From a Feb. 5 Reuters article:

A young KGB spy falls in love with an air hostess called Lyudmila and then conquers the Kremlin.

Sounds familiar? The plot of Russia's latest film bears a remarkable resemblance to the life of President Vladimir Putin.

The film, "Kiss Me: Off The Record", breaks a taboo which has kept Putin's love life firmly under wraps.

The official release is set for Valentine's Day, two weeks before Russians vote for a successor to Putin, who is stepping down after eight years in office. Backers hope to outdo recent Hollywood hit "Pirates of the Caribbean" in Russian DVD sales.

You'll also want to see this deliciously bitchy Feb. 7 Guardian piece:

"What is he like in his life and in the family?" ponders the movie's strapline. "What is he in his soul? Will he have room left in his heart for love?"

Compelling questions, every one. And yet the answers may not be readily forthcoming, seeing as the film is only being released in Russia, on DVD, and might not even be about Putin anyway. "It is a story about a woman whose husband is very busy at work," explains its producer. "A woman who wants a family and children and wants to see her beloved person close to her." Yeah, right.
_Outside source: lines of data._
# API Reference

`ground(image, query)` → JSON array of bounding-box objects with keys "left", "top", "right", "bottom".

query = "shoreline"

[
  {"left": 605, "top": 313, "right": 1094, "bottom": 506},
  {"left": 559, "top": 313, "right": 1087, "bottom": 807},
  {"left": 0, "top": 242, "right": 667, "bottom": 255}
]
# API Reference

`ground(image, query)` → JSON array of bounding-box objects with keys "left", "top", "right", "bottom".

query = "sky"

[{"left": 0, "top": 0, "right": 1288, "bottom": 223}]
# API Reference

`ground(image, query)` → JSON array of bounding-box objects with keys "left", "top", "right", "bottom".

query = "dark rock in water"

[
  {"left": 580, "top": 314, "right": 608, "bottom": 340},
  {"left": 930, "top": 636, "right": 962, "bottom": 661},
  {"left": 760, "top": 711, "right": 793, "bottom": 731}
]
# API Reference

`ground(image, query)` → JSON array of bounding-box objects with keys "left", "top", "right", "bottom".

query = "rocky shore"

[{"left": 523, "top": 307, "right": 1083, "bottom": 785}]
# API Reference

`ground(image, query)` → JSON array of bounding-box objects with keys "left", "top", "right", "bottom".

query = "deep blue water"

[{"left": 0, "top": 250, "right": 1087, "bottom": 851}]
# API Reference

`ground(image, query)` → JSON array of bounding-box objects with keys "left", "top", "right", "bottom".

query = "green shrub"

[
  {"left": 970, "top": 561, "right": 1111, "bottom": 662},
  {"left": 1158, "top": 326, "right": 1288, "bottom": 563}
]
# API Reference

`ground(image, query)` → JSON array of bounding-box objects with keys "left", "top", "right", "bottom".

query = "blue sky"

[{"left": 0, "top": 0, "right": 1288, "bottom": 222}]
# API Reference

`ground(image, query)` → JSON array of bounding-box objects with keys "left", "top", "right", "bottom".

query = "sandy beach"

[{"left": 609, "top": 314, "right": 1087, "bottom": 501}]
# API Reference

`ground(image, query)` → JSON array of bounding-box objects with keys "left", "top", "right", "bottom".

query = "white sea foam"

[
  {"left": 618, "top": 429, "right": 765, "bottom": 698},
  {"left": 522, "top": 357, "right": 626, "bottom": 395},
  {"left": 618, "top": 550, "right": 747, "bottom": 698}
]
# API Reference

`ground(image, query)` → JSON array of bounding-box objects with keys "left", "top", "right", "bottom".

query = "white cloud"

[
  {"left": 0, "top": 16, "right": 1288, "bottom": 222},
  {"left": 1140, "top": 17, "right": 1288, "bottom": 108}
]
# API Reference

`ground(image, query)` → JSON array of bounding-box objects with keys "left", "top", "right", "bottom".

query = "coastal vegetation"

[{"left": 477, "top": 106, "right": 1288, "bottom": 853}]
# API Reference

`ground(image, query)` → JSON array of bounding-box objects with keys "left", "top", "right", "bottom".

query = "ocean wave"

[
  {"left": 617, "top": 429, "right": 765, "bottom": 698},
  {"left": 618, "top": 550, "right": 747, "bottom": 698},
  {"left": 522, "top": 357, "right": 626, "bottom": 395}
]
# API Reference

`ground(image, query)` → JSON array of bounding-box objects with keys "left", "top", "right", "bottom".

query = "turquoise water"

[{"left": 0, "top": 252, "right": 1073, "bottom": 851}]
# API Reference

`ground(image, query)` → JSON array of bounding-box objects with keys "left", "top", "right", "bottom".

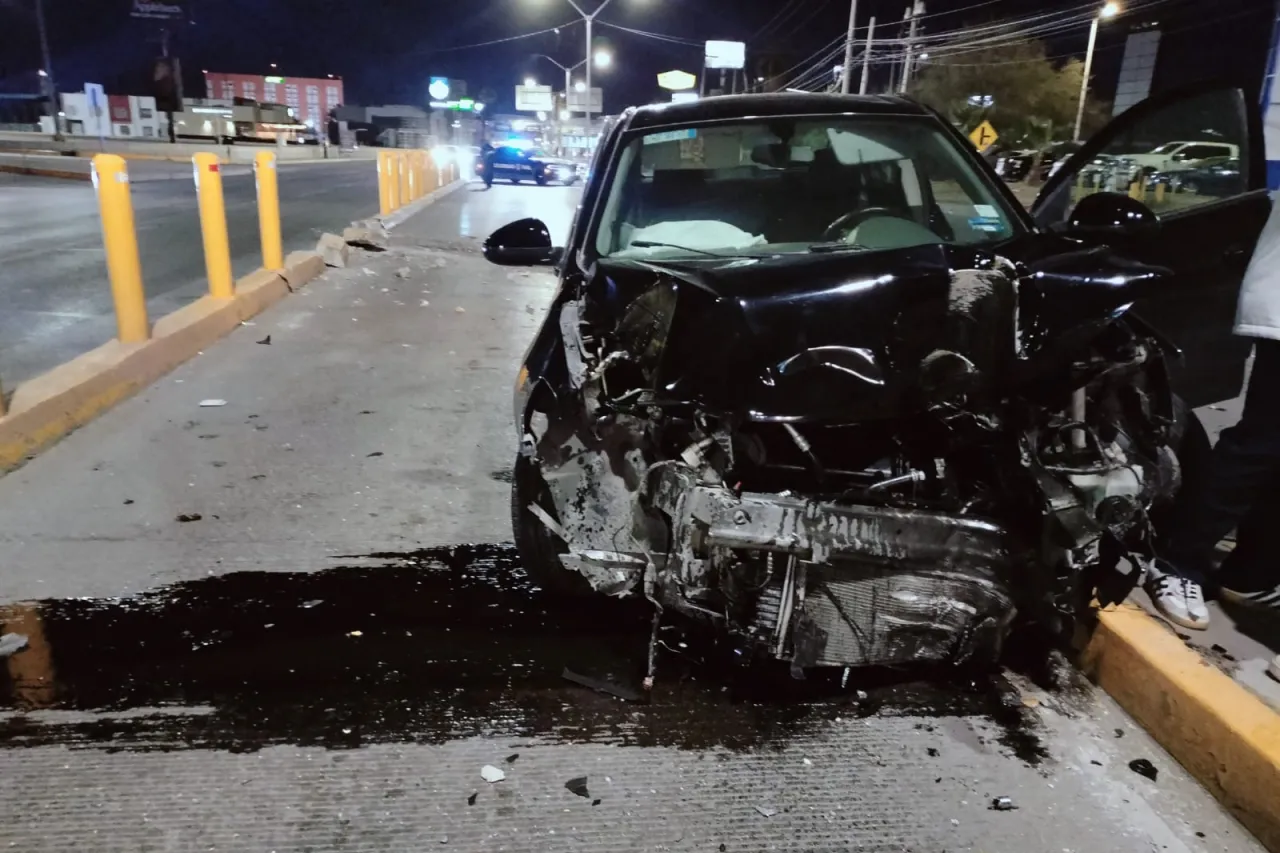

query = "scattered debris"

[
  {"left": 342, "top": 222, "right": 388, "bottom": 252},
  {"left": 1210, "top": 643, "right": 1235, "bottom": 662},
  {"left": 1129, "top": 758, "right": 1160, "bottom": 781},
  {"left": 561, "top": 669, "right": 644, "bottom": 702},
  {"left": 316, "top": 233, "right": 351, "bottom": 269},
  {"left": 0, "top": 634, "right": 28, "bottom": 657}
]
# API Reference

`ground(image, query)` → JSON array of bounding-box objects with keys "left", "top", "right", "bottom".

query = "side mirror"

[
  {"left": 1062, "top": 192, "right": 1160, "bottom": 237},
  {"left": 484, "top": 219, "right": 564, "bottom": 266}
]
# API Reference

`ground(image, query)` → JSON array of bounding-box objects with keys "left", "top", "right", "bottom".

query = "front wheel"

[{"left": 511, "top": 453, "right": 593, "bottom": 596}]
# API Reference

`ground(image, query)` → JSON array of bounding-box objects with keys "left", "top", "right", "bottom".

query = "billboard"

[
  {"left": 516, "top": 86, "right": 556, "bottom": 113},
  {"left": 568, "top": 86, "right": 604, "bottom": 113},
  {"left": 132, "top": 0, "right": 186, "bottom": 20},
  {"left": 1111, "top": 29, "right": 1160, "bottom": 117},
  {"left": 707, "top": 41, "right": 746, "bottom": 70}
]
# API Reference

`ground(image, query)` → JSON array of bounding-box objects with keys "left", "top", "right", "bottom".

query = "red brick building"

[{"left": 205, "top": 72, "right": 342, "bottom": 129}]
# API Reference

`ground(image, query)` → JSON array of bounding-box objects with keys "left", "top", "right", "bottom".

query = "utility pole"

[
  {"left": 36, "top": 0, "right": 63, "bottom": 141},
  {"left": 840, "top": 0, "right": 867, "bottom": 95},
  {"left": 901, "top": 0, "right": 924, "bottom": 95},
  {"left": 858, "top": 15, "right": 876, "bottom": 95}
]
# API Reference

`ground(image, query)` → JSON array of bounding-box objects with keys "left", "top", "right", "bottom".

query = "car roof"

[{"left": 627, "top": 92, "right": 932, "bottom": 129}]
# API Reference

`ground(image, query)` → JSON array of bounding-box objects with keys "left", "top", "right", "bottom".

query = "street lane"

[
  {"left": 0, "top": 161, "right": 378, "bottom": 388},
  {"left": 0, "top": 187, "right": 1260, "bottom": 853}
]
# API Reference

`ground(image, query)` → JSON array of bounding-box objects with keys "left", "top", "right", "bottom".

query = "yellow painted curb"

[
  {"left": 0, "top": 163, "right": 93, "bottom": 182},
  {"left": 0, "top": 252, "right": 325, "bottom": 471},
  {"left": 1082, "top": 605, "right": 1280, "bottom": 853}
]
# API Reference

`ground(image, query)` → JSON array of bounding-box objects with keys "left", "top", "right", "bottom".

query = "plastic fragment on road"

[
  {"left": 1129, "top": 758, "right": 1160, "bottom": 781},
  {"left": 0, "top": 634, "right": 28, "bottom": 657}
]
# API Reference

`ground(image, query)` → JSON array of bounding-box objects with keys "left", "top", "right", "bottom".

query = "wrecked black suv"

[{"left": 485, "top": 86, "right": 1270, "bottom": 675}]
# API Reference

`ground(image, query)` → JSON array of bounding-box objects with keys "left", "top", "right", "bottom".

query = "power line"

[{"left": 419, "top": 19, "right": 582, "bottom": 54}]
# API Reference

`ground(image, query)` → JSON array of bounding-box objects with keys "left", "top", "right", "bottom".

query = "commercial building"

[
  {"left": 205, "top": 70, "right": 343, "bottom": 133},
  {"left": 40, "top": 92, "right": 168, "bottom": 140}
]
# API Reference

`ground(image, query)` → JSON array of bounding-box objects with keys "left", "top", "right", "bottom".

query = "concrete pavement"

Put that way, A Kiss: Off the Record doesn't sound half so interesting.

It's hard not to have some sympathy for the outgoing Russian president, who seems peculiarly cursed by these cinematic incursions into his private life. A few years back, for instance, he was reported to have been furious with the makers of the Harry Potter films over his perceived resemblance to Dobby, the house elf.

Who cares whether this story was true or not. I can so picture the scene. Poor Putin, settling down in his local Multiplex to enjoy the latest adventures of the pubescent boy sorcerer and his fetching little witch, only to find himself troubled by a growing disquiet. Who is that grotesque goblin that keeps running onto the set? Has he perhaps met it somewhere before? And then the thunderclap of revelation. His popcorn falling from nerveless hands; an explosion of mirth in the audience behind. "Hey Pooty! That thing look just like you!" A horrible memory; his evening ruined. First that - and now this.